More than 30,000 students across Sydney will be exposed to the NRL's school blitz programs as part of the game's commitment to sending positive messages about living a healthy lifestyle.

All 16 NRL clubs have been represented by some of the game's biggest names during school visits over the past decade with 150 locations alone to be held in Sydney over the next month, from the east to the west.

Further regional areas like Newcastle and the Illawarra also continue their school blitz programs after starting in early February.

One of the key messages delivered in 2019 has centred around cyber safety and the discussion of social media vs reality.

"I think it's really good that we get to do this," Wests Tigers five-eighth Josh Reynolds said following a recent visit to St Charles, Ryde.

"You train so much and spend so much time in pre-season that it's great to get out and see the kids and see how happy they are to see you.

"I've done it for a long time now and it's always good to do. I know Wests Tigers and the game have worked really hard to get good, positive messages in to schools, and I guess for us, we're also lucky to have two big areas we can spread these messages in."

Wests Tigers half-back Luke Brooks spreading positive messages to school students.
Wests Tigers half-back Luke Brooks spreading positive messages to school students. ©NRL Photos

Former Wests Tigers utility John Wilson, who works as the NRL's National Participation and Game Development Manager, told NRL.com that young students were more likely to listen to an influential figure such as a professional athlete, than to those closer to them.

The community programs have been implemented and tailored for more than a decade and also cater to children who aren't necessarily interested in playing the game.

"Ultimately for us it's a great way to expose many kids in class and get to connect them," Wilson said.

"We want them to be physically active and looking after their friends, whether it's online or on the field. The more active they are the more social they are.
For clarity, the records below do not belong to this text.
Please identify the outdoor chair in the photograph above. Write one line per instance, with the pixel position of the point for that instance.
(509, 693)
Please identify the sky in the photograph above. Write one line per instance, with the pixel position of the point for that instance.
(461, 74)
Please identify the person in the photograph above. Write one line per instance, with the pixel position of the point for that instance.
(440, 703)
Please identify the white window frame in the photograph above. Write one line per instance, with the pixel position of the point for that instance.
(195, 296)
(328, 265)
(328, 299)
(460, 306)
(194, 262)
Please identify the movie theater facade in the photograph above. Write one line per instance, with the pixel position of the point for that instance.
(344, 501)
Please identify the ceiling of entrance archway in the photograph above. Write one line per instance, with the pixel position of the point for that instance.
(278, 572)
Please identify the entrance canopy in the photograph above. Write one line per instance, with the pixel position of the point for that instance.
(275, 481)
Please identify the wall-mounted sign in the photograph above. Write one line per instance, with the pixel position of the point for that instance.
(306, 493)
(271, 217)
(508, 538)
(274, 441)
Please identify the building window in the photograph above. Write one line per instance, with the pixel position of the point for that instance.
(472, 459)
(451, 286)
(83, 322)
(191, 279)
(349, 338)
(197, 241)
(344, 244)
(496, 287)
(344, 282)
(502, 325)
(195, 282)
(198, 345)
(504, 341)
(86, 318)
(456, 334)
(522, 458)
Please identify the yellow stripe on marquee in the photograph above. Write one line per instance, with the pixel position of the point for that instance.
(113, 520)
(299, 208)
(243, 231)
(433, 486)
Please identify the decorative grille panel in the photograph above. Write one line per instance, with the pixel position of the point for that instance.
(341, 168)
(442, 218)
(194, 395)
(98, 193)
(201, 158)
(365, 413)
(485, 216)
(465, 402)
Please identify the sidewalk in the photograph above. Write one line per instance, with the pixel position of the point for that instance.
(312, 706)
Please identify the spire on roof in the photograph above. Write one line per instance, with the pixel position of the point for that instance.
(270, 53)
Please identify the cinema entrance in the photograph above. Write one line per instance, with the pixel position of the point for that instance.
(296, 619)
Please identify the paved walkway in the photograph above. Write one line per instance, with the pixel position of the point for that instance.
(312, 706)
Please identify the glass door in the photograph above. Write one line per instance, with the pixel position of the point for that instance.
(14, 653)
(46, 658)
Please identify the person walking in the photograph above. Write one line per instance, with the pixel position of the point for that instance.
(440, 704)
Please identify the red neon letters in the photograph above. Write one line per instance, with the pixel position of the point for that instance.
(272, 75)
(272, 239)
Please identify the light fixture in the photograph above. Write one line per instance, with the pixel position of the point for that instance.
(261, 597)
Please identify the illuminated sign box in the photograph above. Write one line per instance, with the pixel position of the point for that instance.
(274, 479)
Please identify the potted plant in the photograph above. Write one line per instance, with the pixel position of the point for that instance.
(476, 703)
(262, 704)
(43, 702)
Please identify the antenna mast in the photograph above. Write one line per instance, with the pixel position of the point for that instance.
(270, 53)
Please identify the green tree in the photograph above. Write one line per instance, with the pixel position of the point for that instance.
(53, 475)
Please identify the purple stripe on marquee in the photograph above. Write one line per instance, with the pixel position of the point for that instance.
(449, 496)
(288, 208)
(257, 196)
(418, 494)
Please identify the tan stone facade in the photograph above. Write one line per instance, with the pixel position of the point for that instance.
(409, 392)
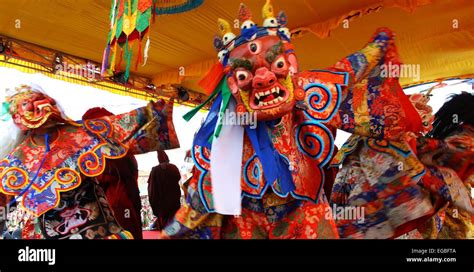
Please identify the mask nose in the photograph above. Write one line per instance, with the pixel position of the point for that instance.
(263, 78)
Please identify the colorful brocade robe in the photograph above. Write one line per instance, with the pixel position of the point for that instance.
(59, 185)
(333, 98)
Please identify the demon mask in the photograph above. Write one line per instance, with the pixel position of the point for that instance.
(260, 64)
(32, 109)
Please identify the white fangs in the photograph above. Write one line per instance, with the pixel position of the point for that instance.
(275, 101)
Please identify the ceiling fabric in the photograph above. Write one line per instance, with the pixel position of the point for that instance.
(437, 35)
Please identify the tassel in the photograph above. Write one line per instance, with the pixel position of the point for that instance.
(128, 59)
(112, 19)
(145, 51)
(212, 78)
(113, 57)
(119, 64)
(105, 59)
(153, 11)
(139, 56)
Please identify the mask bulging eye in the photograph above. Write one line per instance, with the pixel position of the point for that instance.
(242, 75)
(280, 64)
(254, 48)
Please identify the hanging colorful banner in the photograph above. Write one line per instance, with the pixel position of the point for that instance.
(130, 22)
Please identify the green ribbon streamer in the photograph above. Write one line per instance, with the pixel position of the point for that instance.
(222, 87)
(226, 95)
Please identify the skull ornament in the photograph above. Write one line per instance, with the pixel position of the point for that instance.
(261, 64)
(262, 77)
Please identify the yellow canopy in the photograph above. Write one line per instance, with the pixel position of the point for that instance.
(438, 35)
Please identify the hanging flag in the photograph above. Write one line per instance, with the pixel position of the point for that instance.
(130, 22)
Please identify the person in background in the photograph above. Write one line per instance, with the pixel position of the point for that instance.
(120, 184)
(164, 191)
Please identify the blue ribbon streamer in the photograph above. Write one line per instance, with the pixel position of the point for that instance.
(206, 133)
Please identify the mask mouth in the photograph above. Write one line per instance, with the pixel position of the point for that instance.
(262, 99)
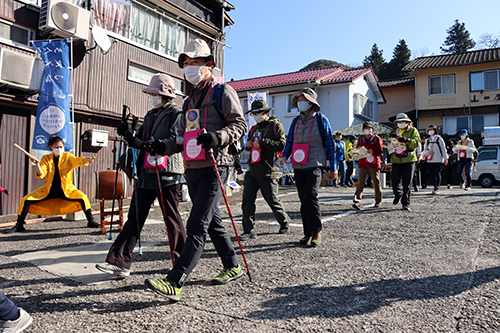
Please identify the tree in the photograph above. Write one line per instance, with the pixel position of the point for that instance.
(458, 39)
(376, 61)
(401, 57)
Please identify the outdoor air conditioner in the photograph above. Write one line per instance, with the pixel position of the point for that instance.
(63, 19)
(21, 71)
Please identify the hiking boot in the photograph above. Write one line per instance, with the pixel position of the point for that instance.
(18, 325)
(316, 238)
(247, 235)
(16, 228)
(228, 274)
(113, 269)
(304, 240)
(165, 287)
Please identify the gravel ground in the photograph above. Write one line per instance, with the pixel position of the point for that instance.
(434, 269)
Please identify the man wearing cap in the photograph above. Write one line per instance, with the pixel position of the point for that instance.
(309, 144)
(465, 149)
(221, 123)
(369, 165)
(265, 140)
(403, 160)
(162, 123)
(435, 152)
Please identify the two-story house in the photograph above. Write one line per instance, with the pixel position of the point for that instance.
(456, 91)
(145, 37)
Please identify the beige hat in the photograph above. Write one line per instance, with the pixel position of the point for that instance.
(161, 84)
(197, 48)
(310, 95)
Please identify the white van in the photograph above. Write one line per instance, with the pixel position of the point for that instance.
(487, 169)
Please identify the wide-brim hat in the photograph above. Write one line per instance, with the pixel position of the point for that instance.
(161, 84)
(310, 95)
(197, 48)
(259, 105)
(402, 117)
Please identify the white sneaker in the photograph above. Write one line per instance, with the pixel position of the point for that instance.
(113, 269)
(18, 325)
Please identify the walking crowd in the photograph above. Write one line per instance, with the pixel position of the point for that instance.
(194, 144)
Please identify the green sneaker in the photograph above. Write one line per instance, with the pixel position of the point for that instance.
(165, 287)
(228, 274)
"We're working hard to give everyone an experience on and off the field with a junior participation program that is non-contact and delivered nationally in a safe environment with fundamentals like catch, pass and movements for all levels.

"We do understand people may not want to be a player but we're hopeful that through programs we're able to get them involved in the game down the track, whether it be an administrator or volunteer."

The Wests Tigers and Parramatta continued the blitz this week with Cronulla (February 25) to follow.

The Sydney Roosters (March 1), Penrith Panthers (March 4) and South Sydney Rabbitohs (March 27) will commence their school blitz programs next month.